Der Force-Majeure-Einwand befreit die Vertragspartei nicht von der Leistungspflicht, z.B. der Warenlieferung. Sobald der als höhere Gewalt anerkannte Umstand wegfällt, ist die entsprechende Leistung zu erfüllen. Dagegen tritt eine Befreiung von der Haftung für die Nicht- oder Schlechterfüllung infolge Umstände höherer Gewalt ein; Schadensersatz oder Vertragsstrafen wären nicht zu zahlen.

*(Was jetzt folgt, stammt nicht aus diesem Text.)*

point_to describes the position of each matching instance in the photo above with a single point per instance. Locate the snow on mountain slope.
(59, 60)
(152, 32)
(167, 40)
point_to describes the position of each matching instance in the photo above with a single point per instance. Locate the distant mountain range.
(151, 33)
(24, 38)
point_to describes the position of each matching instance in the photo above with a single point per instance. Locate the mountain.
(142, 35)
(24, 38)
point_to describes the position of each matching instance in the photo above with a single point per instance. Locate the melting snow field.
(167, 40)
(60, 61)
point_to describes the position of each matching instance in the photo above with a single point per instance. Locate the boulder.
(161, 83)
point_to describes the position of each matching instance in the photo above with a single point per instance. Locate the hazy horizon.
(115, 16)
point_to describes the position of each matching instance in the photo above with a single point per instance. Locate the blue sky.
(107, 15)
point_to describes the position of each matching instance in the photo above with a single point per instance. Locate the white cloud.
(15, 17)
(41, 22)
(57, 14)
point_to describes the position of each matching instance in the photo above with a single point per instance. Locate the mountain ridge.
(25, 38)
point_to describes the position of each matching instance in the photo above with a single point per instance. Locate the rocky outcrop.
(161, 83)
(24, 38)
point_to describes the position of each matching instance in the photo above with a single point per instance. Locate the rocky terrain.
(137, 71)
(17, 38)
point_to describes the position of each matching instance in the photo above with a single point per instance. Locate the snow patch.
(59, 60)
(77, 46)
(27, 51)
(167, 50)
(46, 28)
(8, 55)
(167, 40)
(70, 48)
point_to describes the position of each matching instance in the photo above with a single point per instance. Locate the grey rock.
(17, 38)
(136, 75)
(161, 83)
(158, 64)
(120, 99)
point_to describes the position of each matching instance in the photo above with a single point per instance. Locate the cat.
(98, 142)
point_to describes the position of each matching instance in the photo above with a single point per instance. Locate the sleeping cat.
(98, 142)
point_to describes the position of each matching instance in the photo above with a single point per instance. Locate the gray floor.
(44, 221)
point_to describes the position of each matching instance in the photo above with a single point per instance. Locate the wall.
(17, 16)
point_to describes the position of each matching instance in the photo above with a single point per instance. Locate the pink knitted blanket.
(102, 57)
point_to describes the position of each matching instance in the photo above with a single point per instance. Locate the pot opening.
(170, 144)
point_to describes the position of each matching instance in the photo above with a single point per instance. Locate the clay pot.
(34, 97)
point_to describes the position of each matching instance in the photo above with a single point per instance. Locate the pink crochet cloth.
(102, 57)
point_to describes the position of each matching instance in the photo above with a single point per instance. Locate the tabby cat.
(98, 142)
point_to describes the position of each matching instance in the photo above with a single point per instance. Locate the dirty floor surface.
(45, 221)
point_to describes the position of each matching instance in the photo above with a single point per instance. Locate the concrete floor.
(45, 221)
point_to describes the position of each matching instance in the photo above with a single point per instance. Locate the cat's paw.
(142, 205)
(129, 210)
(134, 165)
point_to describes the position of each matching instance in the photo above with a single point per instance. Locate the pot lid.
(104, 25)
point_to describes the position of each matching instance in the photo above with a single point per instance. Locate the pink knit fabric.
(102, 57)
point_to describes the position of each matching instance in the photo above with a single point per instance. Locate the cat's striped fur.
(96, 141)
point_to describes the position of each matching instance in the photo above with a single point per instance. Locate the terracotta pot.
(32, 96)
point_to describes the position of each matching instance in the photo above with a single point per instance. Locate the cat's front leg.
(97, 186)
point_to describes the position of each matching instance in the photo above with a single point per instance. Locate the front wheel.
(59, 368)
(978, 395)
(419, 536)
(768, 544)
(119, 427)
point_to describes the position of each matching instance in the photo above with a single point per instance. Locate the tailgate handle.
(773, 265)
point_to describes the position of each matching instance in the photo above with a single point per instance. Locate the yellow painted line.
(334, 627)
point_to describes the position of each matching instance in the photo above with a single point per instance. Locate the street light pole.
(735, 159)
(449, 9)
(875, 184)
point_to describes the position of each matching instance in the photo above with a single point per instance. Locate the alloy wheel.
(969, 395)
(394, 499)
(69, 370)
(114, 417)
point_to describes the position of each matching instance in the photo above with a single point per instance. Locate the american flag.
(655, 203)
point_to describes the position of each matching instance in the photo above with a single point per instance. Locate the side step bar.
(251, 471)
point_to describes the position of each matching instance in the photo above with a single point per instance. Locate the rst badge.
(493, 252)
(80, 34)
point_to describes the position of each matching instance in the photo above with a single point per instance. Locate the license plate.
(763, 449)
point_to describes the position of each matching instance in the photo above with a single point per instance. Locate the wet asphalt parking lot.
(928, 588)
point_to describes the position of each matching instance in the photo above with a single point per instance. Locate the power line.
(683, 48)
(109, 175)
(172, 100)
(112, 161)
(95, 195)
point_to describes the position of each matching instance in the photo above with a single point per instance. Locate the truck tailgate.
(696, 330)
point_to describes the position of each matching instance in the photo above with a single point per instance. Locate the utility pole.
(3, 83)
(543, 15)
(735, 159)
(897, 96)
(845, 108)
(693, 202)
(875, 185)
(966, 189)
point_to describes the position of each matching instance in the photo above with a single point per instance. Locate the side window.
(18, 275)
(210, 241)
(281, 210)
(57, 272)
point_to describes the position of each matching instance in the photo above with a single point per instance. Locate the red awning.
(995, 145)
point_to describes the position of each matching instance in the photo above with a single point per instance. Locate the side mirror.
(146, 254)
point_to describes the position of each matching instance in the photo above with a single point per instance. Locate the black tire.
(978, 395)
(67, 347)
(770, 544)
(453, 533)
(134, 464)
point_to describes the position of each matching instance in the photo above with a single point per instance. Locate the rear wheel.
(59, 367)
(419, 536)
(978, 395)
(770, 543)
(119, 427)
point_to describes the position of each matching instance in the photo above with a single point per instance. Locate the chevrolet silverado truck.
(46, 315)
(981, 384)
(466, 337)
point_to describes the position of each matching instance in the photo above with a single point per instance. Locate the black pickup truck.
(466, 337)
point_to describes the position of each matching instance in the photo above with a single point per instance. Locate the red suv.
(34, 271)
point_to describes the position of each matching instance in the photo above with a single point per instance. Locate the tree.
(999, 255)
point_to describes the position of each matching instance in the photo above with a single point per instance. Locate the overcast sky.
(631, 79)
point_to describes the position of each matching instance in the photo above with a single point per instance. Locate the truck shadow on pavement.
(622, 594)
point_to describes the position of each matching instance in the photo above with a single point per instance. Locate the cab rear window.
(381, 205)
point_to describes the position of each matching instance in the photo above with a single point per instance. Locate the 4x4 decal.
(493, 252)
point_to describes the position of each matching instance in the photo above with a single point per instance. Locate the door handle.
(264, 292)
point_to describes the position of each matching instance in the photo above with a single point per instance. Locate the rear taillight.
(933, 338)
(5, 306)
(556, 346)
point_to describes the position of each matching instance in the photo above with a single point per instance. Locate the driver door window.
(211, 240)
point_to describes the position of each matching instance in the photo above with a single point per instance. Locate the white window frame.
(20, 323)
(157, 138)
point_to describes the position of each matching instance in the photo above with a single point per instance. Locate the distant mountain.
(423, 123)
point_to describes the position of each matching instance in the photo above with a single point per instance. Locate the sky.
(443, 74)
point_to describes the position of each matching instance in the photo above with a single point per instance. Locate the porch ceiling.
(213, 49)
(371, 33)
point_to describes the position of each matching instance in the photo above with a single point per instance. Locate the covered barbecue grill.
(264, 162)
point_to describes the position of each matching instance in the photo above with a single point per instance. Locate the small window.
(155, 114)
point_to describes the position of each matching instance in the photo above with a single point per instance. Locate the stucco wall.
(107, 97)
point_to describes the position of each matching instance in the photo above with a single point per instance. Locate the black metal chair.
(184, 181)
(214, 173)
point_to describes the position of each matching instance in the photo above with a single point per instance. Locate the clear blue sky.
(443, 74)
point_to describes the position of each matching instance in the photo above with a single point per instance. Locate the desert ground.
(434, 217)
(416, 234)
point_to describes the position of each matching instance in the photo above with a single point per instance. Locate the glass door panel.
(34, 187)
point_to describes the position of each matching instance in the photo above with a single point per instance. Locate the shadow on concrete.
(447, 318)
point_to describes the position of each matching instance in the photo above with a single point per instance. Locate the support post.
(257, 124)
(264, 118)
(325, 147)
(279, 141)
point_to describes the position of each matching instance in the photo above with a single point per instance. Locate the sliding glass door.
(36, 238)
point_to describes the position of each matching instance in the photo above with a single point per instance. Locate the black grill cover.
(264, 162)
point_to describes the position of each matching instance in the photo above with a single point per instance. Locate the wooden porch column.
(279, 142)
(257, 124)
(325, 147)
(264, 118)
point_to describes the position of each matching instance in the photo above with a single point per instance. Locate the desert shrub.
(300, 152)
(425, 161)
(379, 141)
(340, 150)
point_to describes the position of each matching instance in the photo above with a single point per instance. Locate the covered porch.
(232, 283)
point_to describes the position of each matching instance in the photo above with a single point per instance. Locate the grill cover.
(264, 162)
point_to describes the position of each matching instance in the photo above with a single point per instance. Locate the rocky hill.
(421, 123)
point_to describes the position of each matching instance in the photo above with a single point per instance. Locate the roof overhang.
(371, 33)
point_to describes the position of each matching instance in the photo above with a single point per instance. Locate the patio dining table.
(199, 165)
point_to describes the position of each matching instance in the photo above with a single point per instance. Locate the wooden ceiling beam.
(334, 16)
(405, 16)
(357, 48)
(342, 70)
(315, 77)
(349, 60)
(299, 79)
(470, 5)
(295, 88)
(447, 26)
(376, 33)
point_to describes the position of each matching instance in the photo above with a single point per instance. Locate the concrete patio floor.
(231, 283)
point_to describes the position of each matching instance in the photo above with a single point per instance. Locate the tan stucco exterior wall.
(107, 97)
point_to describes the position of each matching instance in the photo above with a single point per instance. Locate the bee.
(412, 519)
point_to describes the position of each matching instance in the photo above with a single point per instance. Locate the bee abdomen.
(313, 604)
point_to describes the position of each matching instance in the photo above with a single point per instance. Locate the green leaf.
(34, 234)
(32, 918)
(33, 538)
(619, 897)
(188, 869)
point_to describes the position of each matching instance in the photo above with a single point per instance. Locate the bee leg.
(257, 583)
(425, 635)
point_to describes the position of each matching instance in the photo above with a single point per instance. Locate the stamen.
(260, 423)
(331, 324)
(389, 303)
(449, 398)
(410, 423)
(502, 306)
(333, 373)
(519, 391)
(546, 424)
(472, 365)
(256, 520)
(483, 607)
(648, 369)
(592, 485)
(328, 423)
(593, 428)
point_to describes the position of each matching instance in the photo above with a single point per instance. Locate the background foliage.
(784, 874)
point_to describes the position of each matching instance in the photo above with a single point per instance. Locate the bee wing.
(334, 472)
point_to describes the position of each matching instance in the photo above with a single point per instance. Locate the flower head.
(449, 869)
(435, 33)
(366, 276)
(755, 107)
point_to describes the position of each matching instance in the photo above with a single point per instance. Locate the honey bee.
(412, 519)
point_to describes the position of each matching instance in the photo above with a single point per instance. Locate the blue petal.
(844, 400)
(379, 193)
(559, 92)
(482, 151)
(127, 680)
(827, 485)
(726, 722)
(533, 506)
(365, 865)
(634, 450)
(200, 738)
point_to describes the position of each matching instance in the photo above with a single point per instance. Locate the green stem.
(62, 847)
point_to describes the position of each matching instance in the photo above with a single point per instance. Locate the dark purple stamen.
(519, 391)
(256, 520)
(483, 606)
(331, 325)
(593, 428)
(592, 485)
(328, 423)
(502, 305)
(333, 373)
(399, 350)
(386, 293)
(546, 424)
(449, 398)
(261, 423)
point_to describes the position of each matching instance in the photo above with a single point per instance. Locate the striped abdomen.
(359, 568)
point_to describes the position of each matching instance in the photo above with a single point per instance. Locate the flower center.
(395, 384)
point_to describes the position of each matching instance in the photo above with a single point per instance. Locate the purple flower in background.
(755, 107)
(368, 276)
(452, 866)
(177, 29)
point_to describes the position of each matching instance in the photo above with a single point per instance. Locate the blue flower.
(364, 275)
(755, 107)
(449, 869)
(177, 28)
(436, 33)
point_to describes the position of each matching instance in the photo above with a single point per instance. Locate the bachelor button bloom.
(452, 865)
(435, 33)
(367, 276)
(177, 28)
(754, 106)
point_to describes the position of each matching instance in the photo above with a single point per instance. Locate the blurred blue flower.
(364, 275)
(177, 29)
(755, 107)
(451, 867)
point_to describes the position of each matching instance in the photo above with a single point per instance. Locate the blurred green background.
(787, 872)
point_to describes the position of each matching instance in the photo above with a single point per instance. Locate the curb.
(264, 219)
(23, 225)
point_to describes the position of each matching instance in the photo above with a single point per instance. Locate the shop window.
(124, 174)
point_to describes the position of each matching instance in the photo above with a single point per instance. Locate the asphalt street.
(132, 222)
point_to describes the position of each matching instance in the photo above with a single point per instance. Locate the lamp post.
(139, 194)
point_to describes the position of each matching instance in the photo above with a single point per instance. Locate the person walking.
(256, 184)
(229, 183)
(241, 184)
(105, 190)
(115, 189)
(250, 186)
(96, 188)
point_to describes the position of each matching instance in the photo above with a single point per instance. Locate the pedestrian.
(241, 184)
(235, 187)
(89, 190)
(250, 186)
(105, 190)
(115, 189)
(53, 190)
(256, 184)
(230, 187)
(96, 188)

Der Force-Majeure-Einwand hat keinen universellen oder abstrakten Charakter. Daher kann die Coronakrise nicht für alle Unternehmer und Verträge Geltung erlangen. Vielmehr muss ein Schuldner die kausalen Folgen von konkreten Maßnahmen (z.B. Fahrverbote oder eine angeordnete Unternehmensschließung) auf bestimmte Leistungsverpflichtungen in einem konkreten Vertragsverhältnis darlegen und seinen Geschäftspartner rechtzeitig darüber informieren.

Force-Majeure-Zertifikate

Die Industrie- und Handelskammer Kirgisistans kann auf Antrag ein Zertifikat über das Vorliegen von Force-Majeure-Umständen ausstellen. Als Force-Majeure-Umstände werden die außerordentlichen und unter diesen Bedingungen unabwendbaren Umstände (Naturkatastrophen, Kriegszustände etc.) anerkannt. Dazu gehören Brände, Überschwemmungen, Erdbeben, Epidemien, Streiks, Import- und Exportverbote etc. Die Ausstellung nimmt in der Regel zehn Werktage in Anspruch, es besteht auch eine Option der Bearbeitung in drei Tagen.